Troyes, M.G.T., ms. 458. Chartres, v. 1145-1150

La longue amitié entre le comte de Champagne Thibaud II et Bernard de Clairvaux a commencé après la mort accidentelle de la sœur de Thibaud en 1121, une perte qui a transformé cet homme de guerre en « convers » de l’Église, fort généreux envers tous les ordres religieux et les nécessiteux. Si Bernard a souvent sollicité la bonté du comte, il l’a récompensé par un soutien sans faille, notamment au début des années 1140, lorsqu’il œuvrait à résoudre le conflit entre Louis VII et le comte qui se termina par le siège et l’incendie de Vitry (1142-1143). C’est à l’issue de cette guerre que le comte commande à Chartres deux Bibles, une pour lui-même (M.G.T., ms. 2391) et une seconde pour saint Bernard. C’est un moment exceptionnel dans l’histoire de l’enluminure chartraine. D’autres chefs-d’œuvre réalisés au même moment et parfois par les mêmes artisans sont une Bible pour la nouvelle église de Saint-Denis construite par l’abbé Suger (BnF, ms. lat. 55 et ms. lat. 116), l’Heptateuchon de Thierry de Chartres (Bibl. mun.

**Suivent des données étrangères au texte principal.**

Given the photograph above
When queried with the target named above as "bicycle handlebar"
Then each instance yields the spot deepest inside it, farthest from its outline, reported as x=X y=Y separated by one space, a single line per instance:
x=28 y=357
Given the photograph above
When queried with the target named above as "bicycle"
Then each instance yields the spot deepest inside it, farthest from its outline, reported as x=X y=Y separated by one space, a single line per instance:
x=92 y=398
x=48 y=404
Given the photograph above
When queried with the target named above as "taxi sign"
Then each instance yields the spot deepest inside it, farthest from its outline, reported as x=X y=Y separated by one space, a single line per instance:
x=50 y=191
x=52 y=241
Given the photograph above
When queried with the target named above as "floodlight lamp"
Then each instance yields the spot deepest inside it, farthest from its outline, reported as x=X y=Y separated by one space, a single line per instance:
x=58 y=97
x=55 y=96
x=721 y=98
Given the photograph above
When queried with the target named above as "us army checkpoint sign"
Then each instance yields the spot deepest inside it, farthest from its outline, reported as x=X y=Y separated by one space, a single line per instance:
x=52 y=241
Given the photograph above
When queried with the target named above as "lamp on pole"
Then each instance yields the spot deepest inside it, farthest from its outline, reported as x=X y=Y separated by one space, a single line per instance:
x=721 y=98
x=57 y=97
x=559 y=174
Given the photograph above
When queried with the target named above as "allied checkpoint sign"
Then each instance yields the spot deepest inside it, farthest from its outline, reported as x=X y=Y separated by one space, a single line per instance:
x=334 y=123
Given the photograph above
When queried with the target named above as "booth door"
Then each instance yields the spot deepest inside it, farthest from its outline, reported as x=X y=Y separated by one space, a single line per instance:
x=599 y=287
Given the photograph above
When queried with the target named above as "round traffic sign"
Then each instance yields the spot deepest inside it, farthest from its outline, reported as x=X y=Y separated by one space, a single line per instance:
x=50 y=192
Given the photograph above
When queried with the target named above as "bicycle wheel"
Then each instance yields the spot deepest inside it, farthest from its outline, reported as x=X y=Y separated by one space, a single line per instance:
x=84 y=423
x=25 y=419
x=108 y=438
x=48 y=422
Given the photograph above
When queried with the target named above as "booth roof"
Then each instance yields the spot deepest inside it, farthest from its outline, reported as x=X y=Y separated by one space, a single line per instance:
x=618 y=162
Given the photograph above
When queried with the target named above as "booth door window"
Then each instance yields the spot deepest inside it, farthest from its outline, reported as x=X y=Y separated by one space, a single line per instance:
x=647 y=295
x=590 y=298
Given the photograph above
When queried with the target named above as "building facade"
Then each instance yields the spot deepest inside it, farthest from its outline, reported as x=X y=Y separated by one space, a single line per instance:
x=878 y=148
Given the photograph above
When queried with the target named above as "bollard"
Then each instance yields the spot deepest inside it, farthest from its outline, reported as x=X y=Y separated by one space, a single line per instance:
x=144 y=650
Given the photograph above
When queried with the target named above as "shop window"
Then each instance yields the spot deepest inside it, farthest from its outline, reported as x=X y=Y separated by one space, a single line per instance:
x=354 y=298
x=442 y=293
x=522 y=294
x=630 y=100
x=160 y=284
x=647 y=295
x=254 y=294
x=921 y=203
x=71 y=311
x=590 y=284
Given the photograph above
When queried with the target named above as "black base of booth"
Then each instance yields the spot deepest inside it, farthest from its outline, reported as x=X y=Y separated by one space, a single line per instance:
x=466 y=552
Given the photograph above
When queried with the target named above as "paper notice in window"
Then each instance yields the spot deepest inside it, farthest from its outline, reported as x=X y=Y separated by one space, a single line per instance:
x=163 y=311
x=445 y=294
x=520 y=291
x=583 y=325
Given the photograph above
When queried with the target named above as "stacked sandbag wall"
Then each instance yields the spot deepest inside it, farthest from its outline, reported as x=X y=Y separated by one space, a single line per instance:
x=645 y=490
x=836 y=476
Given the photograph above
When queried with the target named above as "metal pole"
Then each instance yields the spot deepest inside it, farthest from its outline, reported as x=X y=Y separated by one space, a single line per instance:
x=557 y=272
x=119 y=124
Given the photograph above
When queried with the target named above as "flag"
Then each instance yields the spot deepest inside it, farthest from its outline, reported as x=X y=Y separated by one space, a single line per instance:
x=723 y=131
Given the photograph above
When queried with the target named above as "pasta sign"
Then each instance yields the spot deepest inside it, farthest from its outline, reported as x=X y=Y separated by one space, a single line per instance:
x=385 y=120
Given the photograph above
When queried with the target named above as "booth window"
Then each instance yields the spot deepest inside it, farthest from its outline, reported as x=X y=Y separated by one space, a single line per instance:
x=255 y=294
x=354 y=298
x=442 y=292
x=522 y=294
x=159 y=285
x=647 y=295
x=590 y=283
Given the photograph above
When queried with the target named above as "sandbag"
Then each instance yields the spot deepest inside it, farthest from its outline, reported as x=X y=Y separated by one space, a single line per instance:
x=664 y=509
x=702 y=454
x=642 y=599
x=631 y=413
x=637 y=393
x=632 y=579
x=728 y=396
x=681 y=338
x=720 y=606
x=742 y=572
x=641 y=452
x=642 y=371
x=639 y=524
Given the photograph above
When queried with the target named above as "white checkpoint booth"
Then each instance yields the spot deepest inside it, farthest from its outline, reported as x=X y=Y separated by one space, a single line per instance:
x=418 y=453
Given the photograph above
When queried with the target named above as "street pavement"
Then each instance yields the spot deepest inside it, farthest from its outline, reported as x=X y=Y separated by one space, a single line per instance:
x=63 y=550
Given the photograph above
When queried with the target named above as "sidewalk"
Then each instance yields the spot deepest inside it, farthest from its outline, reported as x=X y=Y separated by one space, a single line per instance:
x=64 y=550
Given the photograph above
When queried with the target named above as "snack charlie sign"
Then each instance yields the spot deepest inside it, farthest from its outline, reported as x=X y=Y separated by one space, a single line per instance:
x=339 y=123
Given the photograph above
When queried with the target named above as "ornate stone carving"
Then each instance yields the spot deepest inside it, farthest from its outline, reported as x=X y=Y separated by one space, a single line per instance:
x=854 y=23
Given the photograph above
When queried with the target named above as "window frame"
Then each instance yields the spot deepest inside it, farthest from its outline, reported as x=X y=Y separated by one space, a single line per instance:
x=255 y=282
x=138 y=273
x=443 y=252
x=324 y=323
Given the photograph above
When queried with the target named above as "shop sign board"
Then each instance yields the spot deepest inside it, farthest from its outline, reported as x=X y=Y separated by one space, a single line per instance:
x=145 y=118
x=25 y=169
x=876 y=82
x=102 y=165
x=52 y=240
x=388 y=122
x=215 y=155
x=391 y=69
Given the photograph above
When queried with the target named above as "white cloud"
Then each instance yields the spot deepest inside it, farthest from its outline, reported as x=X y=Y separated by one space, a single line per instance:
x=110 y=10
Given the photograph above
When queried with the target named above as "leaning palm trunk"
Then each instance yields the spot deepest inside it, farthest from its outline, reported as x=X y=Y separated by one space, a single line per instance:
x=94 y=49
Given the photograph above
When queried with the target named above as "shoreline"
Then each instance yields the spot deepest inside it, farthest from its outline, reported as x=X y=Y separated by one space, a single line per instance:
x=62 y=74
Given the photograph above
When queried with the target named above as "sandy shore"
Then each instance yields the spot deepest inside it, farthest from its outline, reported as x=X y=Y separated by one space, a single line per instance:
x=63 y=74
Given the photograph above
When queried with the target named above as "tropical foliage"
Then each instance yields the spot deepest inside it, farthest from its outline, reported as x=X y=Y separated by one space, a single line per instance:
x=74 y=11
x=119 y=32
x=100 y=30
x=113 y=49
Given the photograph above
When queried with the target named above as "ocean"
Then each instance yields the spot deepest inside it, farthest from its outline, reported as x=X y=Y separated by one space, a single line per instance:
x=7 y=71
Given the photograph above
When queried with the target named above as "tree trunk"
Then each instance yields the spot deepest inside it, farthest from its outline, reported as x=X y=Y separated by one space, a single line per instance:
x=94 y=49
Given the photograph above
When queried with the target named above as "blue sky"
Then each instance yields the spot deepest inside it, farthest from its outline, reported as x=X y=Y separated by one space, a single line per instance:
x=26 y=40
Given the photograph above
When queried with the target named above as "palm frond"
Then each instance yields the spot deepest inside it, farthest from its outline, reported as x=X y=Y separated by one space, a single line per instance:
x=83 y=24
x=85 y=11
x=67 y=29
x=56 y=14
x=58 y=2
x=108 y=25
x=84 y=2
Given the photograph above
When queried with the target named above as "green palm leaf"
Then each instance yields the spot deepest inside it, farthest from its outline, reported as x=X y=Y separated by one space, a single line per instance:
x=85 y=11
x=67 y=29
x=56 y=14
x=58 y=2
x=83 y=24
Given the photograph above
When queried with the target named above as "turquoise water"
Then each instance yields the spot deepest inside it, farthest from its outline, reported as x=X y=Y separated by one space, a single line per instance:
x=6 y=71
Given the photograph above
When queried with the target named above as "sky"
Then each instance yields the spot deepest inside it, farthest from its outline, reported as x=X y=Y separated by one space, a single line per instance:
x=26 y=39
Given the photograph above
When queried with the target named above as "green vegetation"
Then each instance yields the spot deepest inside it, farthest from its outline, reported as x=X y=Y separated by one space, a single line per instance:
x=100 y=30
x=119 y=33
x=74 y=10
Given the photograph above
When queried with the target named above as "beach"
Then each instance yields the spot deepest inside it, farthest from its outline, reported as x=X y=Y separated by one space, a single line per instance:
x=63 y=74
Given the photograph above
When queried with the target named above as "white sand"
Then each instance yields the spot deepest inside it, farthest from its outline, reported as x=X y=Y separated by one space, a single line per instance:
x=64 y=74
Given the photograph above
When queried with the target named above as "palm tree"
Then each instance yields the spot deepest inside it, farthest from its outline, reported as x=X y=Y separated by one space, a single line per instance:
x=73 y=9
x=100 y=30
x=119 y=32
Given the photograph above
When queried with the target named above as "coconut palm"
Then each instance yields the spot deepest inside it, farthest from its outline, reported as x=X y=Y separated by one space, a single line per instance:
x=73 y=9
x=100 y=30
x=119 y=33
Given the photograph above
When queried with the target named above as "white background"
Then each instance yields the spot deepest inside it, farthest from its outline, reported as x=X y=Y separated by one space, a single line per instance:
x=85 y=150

Chartres, ms. 497 et ms. 498) et un manuscrit de Vies de saints (Bibl. mun. Chartres, ms. 500), connu seulement par les anciennes photographies avant l’identification récente par Claudia Rabel de quelques fragments, sévèrement brulés, à la Bibliothèque municipale de Chartres. En même temps et en employant l’un des artisans travaillant à la Bible de Bernard, le fils du roi Louis VII, Henri de France, se fait faire à Chartres plusieurs manuscrits glosés qu’il présente à Clairvaux lors de sa conversion en 1146 (manuscrit 511).

Les deux Bibles, du comte et de saint Bernard

Les deux Bibles, du comte et de saint Bernard, ont plusieurs particularités en commun : le Psautier est dans la version hébraïque, les interprétations des noms hébraïques de saint Jérôme sont compilées et ordonnées par livre biblique (Steg. RB 3305 Inc. : Philo virdissertissimusiudeorum) et regroupées à la fin de chaque volume legende bloc=1 image=1], et les initiales historiées introduisant les épîtres de saint Paul racontent la vie du saint (le cycle est très abrégé dans la Bible de saint Bernard).

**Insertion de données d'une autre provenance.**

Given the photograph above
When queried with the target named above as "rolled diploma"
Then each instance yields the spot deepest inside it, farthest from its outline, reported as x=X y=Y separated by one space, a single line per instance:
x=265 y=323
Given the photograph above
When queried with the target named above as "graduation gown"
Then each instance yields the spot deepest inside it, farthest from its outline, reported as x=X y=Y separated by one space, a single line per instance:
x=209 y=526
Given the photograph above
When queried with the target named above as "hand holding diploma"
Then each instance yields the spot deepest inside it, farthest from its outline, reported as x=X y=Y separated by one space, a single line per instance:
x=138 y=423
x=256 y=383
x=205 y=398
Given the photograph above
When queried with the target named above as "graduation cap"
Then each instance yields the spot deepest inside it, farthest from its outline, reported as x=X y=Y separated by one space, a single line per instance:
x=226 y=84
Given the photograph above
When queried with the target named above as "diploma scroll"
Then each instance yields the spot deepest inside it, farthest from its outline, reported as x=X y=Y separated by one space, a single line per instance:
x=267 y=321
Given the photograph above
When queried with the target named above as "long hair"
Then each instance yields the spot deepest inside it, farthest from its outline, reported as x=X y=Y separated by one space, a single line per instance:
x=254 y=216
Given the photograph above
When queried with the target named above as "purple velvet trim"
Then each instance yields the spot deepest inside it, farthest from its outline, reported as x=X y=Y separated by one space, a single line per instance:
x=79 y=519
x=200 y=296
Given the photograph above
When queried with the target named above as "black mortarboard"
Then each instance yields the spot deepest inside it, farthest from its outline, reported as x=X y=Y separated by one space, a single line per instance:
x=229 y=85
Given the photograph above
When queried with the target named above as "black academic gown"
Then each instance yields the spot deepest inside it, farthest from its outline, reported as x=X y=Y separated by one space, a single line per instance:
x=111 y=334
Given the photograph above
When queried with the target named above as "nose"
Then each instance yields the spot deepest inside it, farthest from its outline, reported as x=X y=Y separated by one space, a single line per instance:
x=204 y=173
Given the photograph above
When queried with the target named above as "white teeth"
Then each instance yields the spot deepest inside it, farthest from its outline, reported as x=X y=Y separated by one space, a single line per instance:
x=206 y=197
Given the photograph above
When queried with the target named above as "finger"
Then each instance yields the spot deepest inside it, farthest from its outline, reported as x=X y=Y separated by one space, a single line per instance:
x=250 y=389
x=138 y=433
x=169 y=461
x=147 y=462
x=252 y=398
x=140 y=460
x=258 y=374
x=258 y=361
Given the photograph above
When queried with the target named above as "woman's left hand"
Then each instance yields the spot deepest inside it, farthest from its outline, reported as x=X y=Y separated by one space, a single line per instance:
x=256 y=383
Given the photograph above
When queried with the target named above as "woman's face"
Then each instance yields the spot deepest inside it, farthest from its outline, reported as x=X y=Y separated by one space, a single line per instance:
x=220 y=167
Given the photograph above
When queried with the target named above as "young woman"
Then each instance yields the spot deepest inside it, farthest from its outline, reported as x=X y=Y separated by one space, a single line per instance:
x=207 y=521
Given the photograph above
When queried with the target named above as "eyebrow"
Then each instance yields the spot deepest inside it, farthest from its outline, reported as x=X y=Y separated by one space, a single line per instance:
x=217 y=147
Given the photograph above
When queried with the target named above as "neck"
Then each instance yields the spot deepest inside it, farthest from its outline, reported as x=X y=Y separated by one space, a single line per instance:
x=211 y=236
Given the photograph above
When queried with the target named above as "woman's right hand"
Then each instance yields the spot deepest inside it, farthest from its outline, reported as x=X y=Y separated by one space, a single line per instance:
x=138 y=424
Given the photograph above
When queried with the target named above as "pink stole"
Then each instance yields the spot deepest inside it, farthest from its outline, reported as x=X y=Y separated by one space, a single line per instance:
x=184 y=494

Lorsque la Bible de saint Bernard est arrivée à Clairvaux, une page de titre a été ajoutée au fol. 1v du premier volume. L’initiale I filigranée est typiquement claravallienne par sa forme (les ornements sur la terminaison), mais le décor filiforme est le plus ancien connu à Clairvaux et reflète la découverte par l’artiste de ce genre de décor, qu’il trouve dans le manuscrit. Par mégarde, et peut-être dans la hâte de réaliser de la commande, on a oublié le Livre de Job. Aux environs de 1160, un copiste claravallien a transcrit le Livre de Job (fol. 49-58v) ; ses initiales reprennent les styles en vogue à l’abbaye à l’époque. Le second volume s’ouvrait à l’origine sur les deux livres des Chroniques, suivis du Psautier ; au XIIIe siècle, le nouveau Livre de Job figurait au début du volume, comme indique la table de contenu à la fin du volume (fol. 235).